More and more revelations about Downing Street parties keep coming to light. The Prime Minister, who has made a career out of bluff and bluster, is carrying on in typical style. Deny, deny, deny. Even where there are admissions, his integrity does not apparently extend to resigning. As far as he is concerned, this is everybody else’s fault (for some reason).

Understandably, most people are pretty angry. Whilst they were being told they could not visit dying family members, the Prime Minister (and others) were merrily breaking their own rules by having parties. Jacob Rees-Mogg recently came out and seemed to argue that, perhaps, there was a realisation that the rules were too harsh to wear and it wasn’t unreasonable for them to be broken.

Quite how this admission makes matters better is beyond me. If the measures were too hard, they should have been rescinded. Far from making it seem better, to continue to impose rules that are now deemed ‘too hard’ whilst gladly breaking them yourself is not only hypocritical (the original accusation) but also cruel to make others wear what you deem ‘too hard’. It is also not reasonable to expect a nurse, for example, to know when they can and can’t break rules that have been blanket imposed on them. They – like most people in most jobs – do not have the authority or right to make such decisions on the fly as they see fit. No part of this defence was credible.

And now, it seems, most people are deeply unhappy with the Prime Minister and increasingly frustrated with those in his cabinet who are defending his behaviour. Prof John Curtice, a leading polling expert, has said according to The Times, ‘it was remarkable that a majority of people who voted Tory in 2019 now disapproved of the prime minister’s performance, saying this was a consistent picture across the polls.’ He went on to say, ‘Some of the anger will dissipate, some of the Conservative support will return. But on current form so far that might get the Tories back up to 34 per cent. It’s not going to get them back to the 40 per cent that they were at before this started.’ Overwhelmingly, the British public think the Prime Minister ought to resign and he has lost their support.
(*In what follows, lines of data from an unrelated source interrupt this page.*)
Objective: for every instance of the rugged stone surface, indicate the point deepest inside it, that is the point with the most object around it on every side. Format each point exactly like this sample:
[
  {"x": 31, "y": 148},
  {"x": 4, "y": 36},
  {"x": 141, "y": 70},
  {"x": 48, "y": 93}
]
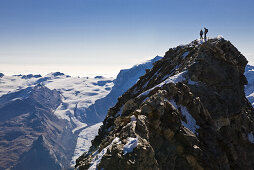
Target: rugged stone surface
[{"x": 188, "y": 112}]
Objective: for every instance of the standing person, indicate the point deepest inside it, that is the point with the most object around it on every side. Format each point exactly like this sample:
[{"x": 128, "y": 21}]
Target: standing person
[
  {"x": 201, "y": 34},
  {"x": 206, "y": 31}
]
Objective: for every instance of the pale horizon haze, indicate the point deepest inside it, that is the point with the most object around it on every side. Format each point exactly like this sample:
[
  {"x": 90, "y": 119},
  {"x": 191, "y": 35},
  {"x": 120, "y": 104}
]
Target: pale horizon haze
[{"x": 98, "y": 37}]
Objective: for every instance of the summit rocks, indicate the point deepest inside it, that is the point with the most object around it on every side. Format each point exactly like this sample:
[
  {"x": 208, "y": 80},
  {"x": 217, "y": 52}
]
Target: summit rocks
[{"x": 188, "y": 112}]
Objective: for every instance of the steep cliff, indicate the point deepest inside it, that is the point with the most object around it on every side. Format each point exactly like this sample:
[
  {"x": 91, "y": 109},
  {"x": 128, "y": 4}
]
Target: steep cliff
[{"x": 188, "y": 112}]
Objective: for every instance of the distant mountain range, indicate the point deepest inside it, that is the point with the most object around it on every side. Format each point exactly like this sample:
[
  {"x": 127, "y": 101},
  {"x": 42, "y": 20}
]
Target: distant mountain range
[
  {"x": 189, "y": 111},
  {"x": 46, "y": 122},
  {"x": 42, "y": 118}
]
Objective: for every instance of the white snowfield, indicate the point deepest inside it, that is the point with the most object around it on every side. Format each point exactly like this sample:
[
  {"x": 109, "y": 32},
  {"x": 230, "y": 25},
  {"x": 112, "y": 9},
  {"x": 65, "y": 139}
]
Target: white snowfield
[{"x": 77, "y": 93}]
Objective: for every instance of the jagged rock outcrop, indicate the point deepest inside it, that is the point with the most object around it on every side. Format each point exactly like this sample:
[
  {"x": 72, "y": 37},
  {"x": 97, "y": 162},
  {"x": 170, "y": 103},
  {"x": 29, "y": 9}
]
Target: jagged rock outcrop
[{"x": 188, "y": 112}]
There is a similar issue we face in the church. Just as people do not take kindly to government’s imposing rules on them that they have no intention of keeping themselves, so there are those of us in the church who happily tell others what they should be doing with little intention of doing those things ourselves. Pulpits are frequently places where calls to holiness are not heeded by the very people making them. Not only might pastors call people to standards that they won’t keep themselves, but members may call their leaders to do things they have no interest or willingness to do either. Everybody seems to have opinions and views on all sorts of things that they gladly expect of others and seem less willing to wear themselves. And when such things tell, it is frequently everybody else who is the problem.
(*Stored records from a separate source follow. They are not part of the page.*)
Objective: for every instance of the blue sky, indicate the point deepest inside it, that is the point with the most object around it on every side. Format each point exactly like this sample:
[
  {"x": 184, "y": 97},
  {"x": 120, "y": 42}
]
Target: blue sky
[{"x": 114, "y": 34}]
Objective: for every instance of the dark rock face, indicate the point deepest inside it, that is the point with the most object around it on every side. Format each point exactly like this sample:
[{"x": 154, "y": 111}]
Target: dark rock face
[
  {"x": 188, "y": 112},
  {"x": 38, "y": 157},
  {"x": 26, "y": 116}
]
Watching our Prime Minister carry on the way he is doing is a potent reminder to those of us in the church not to load burdens onto others that we are unwilling to bear ourselves. That doesn’t mean everything is a resigning matter. But it does mean there should be an ownership of our sin. It does mean that we must work hard not to bind people with burdens we will not abide by ourselves. It might mean we disqualify ourselves when we do these things. And it certainly means we can’t be that surprised, if we do these things, when people suddenly don’t support us and wonder what the point of listening to us really is.